Abstract:Unsupervised Domain Adaptation (UDA) seeks to transfer knowledge from a labeled source domain to an unlabeled target domain but often suffers from severe domain and scale gaps that degrade performance. Existing cross-attention-based transformers can align features across domains, yet they struggle to preserve content semantics under large appearance and scale variations. To explicitly address these challenges, we introduce the concept of beneficial noise, which regularizes cross-attention by injecting controlled perturbations, encouraging the model to ignore style distractions and focus on content. We propose the Domain-Adaptive Cross-Scale Matching (DACSM) framework, which consists of a Domain-Adaptive Transformer (DAT) for disentangling domain-shared content from domain-specific style, and a Cross-Scale Matching (CSM) module that adaptively aligns features across multiple resolutions. DAT incorporates beneficial noise into cross-attention, enabling progressive domain translation with enhanced robustness, yielding content-consistent and style-invariant representations. Meanwhile, CSM ensures semantic consistency under scale changes.

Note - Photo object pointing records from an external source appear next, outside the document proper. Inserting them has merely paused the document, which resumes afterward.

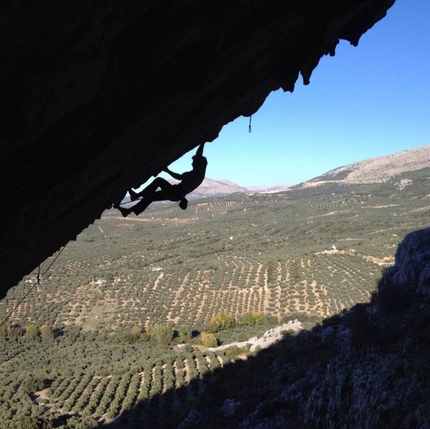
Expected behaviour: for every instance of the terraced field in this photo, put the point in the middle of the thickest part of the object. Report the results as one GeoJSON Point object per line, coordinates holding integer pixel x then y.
{"type": "Point", "coordinates": [305, 254]}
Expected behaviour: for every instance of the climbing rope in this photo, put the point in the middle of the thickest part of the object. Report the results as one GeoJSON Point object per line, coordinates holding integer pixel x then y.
{"type": "Point", "coordinates": [38, 277]}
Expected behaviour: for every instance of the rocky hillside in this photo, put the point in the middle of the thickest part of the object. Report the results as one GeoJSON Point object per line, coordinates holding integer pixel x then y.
{"type": "Point", "coordinates": [367, 368]}
{"type": "Point", "coordinates": [376, 170]}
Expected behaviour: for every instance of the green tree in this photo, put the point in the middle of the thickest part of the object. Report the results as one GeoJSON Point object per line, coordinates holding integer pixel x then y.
{"type": "Point", "coordinates": [33, 332]}
{"type": "Point", "coordinates": [163, 334]}
{"type": "Point", "coordinates": [46, 333]}
{"type": "Point", "coordinates": [208, 339]}
{"type": "Point", "coordinates": [252, 318]}
{"type": "Point", "coordinates": [220, 322]}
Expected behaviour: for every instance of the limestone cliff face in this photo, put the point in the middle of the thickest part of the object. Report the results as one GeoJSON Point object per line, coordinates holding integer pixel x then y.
{"type": "Point", "coordinates": [367, 368]}
{"type": "Point", "coordinates": [98, 96]}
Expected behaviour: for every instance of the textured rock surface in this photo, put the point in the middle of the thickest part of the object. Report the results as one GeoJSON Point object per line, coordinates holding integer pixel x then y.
{"type": "Point", "coordinates": [366, 368]}
{"type": "Point", "coordinates": [98, 96]}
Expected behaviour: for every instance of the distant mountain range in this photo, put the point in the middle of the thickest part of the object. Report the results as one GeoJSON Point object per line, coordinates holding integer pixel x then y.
{"type": "Point", "coordinates": [375, 170]}
{"type": "Point", "coordinates": [218, 188]}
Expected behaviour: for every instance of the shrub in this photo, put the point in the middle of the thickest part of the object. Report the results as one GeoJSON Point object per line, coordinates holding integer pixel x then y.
{"type": "Point", "coordinates": [208, 339]}
{"type": "Point", "coordinates": [220, 322]}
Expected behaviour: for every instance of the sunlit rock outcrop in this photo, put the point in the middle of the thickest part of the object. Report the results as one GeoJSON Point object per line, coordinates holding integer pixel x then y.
{"type": "Point", "coordinates": [97, 97]}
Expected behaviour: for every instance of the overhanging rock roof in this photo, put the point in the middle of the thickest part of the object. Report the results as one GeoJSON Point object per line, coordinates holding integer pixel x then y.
{"type": "Point", "coordinates": [97, 97]}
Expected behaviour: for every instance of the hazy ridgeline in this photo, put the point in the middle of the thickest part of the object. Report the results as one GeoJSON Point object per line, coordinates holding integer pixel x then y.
{"type": "Point", "coordinates": [91, 341]}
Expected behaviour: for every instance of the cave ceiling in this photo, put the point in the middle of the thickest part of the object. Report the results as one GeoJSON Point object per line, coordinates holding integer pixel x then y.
{"type": "Point", "coordinates": [97, 97]}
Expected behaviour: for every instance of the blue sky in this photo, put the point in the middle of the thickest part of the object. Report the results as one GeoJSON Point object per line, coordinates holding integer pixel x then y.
{"type": "Point", "coordinates": [366, 101]}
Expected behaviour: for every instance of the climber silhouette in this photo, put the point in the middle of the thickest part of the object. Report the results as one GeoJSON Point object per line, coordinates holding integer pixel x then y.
{"type": "Point", "coordinates": [190, 180]}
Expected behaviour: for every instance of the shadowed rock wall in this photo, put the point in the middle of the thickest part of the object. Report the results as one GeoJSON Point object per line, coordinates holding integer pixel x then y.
{"type": "Point", "coordinates": [97, 97]}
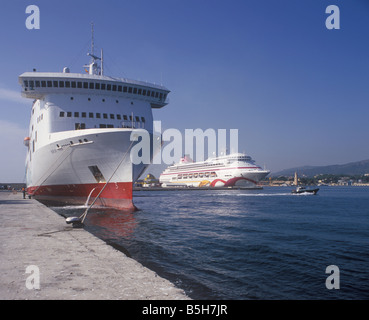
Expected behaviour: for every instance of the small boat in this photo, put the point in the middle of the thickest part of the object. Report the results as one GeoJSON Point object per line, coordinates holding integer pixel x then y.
{"type": "Point", "coordinates": [304, 190]}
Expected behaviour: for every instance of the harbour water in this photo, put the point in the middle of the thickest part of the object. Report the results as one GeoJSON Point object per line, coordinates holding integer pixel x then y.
{"type": "Point", "coordinates": [237, 244]}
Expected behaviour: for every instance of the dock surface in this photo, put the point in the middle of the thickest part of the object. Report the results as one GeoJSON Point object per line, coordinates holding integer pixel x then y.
{"type": "Point", "coordinates": [72, 263]}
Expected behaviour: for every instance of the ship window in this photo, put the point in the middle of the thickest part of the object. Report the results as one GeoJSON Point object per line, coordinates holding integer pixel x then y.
{"type": "Point", "coordinates": [97, 174]}
{"type": "Point", "coordinates": [79, 126]}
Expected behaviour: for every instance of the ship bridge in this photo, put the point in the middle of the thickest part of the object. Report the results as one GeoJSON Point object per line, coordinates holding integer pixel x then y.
{"type": "Point", "coordinates": [36, 85]}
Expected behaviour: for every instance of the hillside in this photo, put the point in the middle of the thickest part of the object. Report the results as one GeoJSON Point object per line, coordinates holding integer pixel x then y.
{"type": "Point", "coordinates": [352, 168]}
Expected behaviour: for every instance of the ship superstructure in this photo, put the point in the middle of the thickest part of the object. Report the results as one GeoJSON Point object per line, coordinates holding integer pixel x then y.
{"type": "Point", "coordinates": [79, 134]}
{"type": "Point", "coordinates": [234, 170]}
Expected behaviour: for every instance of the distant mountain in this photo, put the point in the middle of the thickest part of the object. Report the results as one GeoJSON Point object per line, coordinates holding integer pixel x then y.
{"type": "Point", "coordinates": [352, 168]}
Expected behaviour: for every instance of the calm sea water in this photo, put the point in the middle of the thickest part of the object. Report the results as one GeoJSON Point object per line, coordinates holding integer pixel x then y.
{"type": "Point", "coordinates": [257, 244]}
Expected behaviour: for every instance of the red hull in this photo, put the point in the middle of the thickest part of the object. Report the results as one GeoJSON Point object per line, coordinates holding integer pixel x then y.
{"type": "Point", "coordinates": [116, 194]}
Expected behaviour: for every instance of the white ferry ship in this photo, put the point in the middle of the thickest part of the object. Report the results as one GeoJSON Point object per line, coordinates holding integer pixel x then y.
{"type": "Point", "coordinates": [79, 134]}
{"type": "Point", "coordinates": [233, 170]}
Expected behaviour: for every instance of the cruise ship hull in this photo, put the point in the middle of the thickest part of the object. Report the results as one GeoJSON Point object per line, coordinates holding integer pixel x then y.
{"type": "Point", "coordinates": [75, 167]}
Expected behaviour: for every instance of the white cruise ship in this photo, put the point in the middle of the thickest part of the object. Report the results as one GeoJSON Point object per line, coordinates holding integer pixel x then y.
{"type": "Point", "coordinates": [79, 135]}
{"type": "Point", "coordinates": [234, 170]}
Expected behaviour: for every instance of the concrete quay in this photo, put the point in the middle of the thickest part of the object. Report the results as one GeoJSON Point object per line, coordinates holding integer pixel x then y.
{"type": "Point", "coordinates": [72, 263]}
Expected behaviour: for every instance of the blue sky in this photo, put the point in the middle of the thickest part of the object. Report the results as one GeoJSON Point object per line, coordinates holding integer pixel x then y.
{"type": "Point", "coordinates": [297, 92]}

Extensive experiments on VisDA-2017, Office-Home, and DomainNet demonstrate that DACSM achieves state-of-the-art performance, with up to +2.3% improvement over CDTrans on VisDA-2017. Notably, DACSM achieves a +5.9% gain on the challenging "truck" class of VisDA, evidencing the strength of beneficial noise in handling scale discrepancies. These results highlight the effectiveness of combining domain translation, beneficial-noise-enhanced attention, and scale-aware alignment for robust cross-domain representation learning.